Known as the Peterson Avenue Hill, the 603-ft by 30-ft cobblestone incline is one of the last remaining brick streets in Derby City. While the drive is short, its history is not.

So, next time your car wheels hit the bricks of the Peterson Avenue Hill, let it jolt you back in time and think of these three historical pit stops about the avenue listed on the National Register of Historic Places.

📍 A road is born

Peterson Avenue was constructed in 1902 with vitrified bricks laid at an angle in a sand base for traction. It was built as the Peterson-Dumesnil House estate was divided into the growing Crescent Hill neighborhood. Named after Joseph Peterson, the prominent tobacco salesman who built the Peterson-Dumesnil home sometime between 1869-1870, the avenue was laid just west of the house’s original driveway.

The angling of the brick on the street is the only one of its kind still in existence in Louisville today.

📍 An oral tradition

Local lore around the hill tells the story of the early 19th-century automobile in Louisville. Local car dealers would say their vehicles could take Peterson Hill in high gear, no problem — and many put the claim to test on the street. Legend says the fire department would also use the hill to test its new fire engines.

Blue and white ceramic tiles laid into a concrete wall.

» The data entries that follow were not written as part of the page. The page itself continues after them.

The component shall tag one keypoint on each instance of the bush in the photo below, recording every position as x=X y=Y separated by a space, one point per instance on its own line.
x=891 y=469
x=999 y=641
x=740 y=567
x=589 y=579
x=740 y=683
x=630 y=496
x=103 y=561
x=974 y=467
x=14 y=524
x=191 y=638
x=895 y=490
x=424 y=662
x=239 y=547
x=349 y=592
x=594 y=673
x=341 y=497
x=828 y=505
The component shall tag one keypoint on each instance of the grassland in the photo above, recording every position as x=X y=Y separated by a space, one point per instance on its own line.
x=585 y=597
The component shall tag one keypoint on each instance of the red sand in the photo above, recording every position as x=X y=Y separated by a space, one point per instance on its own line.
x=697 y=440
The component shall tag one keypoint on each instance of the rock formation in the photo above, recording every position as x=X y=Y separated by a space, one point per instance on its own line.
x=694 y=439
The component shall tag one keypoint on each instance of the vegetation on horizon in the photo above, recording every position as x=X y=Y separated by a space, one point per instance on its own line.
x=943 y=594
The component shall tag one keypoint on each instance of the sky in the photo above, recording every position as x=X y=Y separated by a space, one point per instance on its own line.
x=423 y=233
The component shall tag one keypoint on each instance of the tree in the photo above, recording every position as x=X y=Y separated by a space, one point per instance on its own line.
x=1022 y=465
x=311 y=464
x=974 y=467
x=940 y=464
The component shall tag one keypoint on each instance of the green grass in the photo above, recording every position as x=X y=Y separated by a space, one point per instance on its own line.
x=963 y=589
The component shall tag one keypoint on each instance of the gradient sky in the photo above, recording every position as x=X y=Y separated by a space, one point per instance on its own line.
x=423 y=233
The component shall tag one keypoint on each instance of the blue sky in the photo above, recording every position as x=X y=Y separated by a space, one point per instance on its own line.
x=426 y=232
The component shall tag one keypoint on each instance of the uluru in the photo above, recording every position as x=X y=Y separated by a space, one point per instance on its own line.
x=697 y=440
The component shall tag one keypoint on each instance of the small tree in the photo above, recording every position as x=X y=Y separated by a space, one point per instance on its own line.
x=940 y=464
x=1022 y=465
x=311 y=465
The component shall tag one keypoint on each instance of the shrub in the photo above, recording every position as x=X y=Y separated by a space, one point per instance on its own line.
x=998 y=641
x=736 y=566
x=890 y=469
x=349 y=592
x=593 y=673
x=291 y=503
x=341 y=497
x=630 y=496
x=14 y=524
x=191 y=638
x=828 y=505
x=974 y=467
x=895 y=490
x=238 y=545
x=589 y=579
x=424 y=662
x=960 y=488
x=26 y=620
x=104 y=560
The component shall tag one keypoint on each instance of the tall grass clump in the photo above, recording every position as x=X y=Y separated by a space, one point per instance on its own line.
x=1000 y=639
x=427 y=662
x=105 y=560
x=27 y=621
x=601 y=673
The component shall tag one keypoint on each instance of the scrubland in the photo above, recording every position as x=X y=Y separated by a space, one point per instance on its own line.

You can see small ceramic tiles denoting Peterson Hill a landmark if you walk up the avenue.

Photo by LOUtoday

📍 Becoming a landmark

In 1979, the hill became a local landmark and was officially listed on the National Register Historic of Historic Places in 1980. Today, you can read about the hill’s history via the small blue, ceramic tiles laid into a cement wall about halfway up the slope.